Cantung Tungsten Mineralization: Long and Short Range Signature in Pelitic RocksThursday, November 22, 2018 - 09:00 to 09:19 Theatre 1
The Tungsten belt, located along the Northwest Territories/Yukon border in the Mackenzie Mountains, represents one of the largest tungsten metallogenic regions in North America. Tungsten deposits along the belt are carbonate-replacement skarn deposits associated with peraluminous Cretaceous magmatism and are commonly spatially associated with gold showings. Of the known tungsten deposits, Cantung has the highest grade (reserve grades well above 0.7 WO3 %) and coarsest scheelite. However, other showings such as Mactung and Lened may be volumetricly larger or have been explored to a lesser extent. The relationship between intrusions and tungsten deposits is well established. Therefore exploration efforts have recently focused on identifying the "right plutons". Plutons of age and geochemical signature similar to those outcropping at Cantung have been widely recognized in the Tungsten belt but deposits have been more elusive. Comparable tungsten metallogenic provinces elsewhere in the world are characterized by the occurrence of regionally extensive crustal-derived batholiths that generate numerous deposits at spatial scales of hundreds of kilometers. Therefore, Cantung and Mactung may only represent a portion of the mineral endowment with additional resources yet to be discovered and characterized.
Both Cantung and Mactung are hosted in Cambrian sequences consisting of folded Precambrian to Silurian argillite and carbonate units. The ore occurs in the carbonates. The high buffering capability of carbonates makes them an unlikely candidate to generate long range geochemical anomalies.
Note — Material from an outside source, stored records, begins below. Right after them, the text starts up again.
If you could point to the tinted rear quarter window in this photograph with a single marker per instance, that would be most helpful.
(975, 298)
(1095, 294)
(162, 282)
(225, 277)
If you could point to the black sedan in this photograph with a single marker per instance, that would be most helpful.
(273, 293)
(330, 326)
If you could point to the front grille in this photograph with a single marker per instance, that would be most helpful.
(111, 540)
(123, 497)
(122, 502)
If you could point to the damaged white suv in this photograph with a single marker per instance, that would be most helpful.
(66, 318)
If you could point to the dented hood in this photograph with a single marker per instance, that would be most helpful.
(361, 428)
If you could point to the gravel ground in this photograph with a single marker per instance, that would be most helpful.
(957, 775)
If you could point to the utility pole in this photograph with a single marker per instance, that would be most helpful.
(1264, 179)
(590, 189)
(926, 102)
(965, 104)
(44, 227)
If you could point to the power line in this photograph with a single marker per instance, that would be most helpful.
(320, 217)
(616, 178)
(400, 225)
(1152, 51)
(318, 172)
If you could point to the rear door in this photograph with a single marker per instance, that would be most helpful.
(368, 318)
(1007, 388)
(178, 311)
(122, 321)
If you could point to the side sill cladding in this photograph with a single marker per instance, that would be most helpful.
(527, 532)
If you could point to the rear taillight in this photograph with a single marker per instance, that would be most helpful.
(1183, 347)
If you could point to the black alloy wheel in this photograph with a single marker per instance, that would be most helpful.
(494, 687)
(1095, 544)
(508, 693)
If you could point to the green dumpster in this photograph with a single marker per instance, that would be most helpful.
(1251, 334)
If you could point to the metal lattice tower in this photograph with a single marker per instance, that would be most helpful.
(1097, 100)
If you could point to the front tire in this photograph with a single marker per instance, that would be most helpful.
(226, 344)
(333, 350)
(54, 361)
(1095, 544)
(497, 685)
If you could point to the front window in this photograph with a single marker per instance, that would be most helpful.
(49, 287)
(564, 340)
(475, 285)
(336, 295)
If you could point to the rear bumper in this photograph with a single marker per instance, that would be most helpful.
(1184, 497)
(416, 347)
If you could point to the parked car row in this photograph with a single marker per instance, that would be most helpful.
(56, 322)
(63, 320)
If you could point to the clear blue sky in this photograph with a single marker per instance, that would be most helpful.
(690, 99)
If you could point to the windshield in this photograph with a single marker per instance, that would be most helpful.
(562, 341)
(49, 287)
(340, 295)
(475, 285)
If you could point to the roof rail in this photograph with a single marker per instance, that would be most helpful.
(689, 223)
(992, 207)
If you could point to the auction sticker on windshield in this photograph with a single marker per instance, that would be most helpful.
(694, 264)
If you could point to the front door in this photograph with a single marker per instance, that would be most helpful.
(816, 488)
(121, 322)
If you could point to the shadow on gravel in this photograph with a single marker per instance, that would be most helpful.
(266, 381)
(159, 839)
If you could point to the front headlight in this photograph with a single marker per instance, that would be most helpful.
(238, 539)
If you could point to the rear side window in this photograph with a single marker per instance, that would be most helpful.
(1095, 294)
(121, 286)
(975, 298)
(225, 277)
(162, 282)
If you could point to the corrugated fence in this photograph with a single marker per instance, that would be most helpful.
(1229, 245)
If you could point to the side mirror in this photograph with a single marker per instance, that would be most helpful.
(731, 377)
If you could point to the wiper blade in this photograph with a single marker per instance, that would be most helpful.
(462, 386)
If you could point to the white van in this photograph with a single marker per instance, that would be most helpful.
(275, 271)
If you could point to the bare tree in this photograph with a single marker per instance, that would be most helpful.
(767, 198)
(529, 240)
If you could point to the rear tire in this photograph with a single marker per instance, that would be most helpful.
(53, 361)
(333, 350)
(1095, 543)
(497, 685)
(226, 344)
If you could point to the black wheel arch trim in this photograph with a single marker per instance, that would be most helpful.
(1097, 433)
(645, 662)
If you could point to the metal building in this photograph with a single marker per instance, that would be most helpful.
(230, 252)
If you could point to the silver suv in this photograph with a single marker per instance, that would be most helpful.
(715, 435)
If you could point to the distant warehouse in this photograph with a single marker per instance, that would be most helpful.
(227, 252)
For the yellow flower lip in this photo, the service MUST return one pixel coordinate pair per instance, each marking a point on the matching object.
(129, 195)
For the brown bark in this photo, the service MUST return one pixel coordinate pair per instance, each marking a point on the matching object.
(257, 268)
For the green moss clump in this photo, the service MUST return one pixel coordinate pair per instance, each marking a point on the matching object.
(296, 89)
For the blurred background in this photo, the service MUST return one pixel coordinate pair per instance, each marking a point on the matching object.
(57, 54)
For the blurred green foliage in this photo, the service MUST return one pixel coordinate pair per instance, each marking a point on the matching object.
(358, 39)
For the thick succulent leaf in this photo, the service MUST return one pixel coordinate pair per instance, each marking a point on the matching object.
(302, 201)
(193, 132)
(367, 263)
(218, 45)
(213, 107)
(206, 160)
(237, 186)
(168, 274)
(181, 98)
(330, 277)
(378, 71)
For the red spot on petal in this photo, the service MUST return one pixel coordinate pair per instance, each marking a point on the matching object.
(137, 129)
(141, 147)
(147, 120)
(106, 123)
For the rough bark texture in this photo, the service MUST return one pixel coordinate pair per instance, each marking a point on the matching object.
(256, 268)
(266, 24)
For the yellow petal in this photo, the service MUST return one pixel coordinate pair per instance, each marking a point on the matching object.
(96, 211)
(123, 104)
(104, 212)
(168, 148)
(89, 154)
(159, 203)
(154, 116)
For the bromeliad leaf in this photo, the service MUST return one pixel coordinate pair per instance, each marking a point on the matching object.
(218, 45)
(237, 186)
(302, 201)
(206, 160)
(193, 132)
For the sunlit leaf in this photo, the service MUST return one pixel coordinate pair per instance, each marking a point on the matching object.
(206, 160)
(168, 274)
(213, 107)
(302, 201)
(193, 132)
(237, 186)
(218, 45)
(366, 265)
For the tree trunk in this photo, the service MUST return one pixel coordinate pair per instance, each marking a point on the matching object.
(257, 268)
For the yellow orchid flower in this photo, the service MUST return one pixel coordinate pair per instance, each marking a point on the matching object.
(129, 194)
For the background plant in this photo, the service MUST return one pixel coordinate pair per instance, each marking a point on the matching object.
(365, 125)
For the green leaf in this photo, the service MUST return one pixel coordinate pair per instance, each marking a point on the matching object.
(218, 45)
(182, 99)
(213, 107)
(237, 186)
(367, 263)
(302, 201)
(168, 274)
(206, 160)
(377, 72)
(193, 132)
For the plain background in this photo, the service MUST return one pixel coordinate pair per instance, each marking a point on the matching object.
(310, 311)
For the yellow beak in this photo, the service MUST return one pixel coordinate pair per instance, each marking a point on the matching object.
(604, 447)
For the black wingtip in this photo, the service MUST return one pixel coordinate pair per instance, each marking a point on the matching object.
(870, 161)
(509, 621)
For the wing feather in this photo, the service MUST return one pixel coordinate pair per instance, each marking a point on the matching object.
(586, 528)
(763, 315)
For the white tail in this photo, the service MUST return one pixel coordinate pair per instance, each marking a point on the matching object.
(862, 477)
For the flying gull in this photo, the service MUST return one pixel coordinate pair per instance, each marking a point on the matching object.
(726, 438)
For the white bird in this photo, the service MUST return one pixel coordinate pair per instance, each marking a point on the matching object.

However, fluid-rock interaction in metapelites can cause trace element anomalies extending kilometers away from the main system. Regionally extensive Precambrian metapelites underlying and surrounding skarns in Cantung and Mactung provide a unique opportunity to test whether tungsten deposits generate distal geochemical signatures in the underlying and surrounding metapelites that could be used to identify additional non-exposed tungsten anomalies.
Skarns are characterized by the occurrence of alteration zonation with marked fronts. Geochemical changes in the different alteration zones provide information on how major and trace elements are buffered from proximal to distal in the mineralized lithologic unit. They also provide information on which elements are least likely to be buffered locally and therefore most likely to be good distal indicators. Therefore, local geochemical changes can provide a first order clue of potential distal indicators.
In this study we aim to define the local (decimeter scale) and regional (100s of meter scale) effects of fluid rock interaction in both the carbonate and the metapelites associated with well-known tungsten resources in the Tungsten belt. The objective is to define the characteristics and spatial scale of geochemical anomalies generated in the argillites below the skarn and within the carbonate by the mineralizing fluid and, additionally, by the spent fluid in the argillite above the skarn.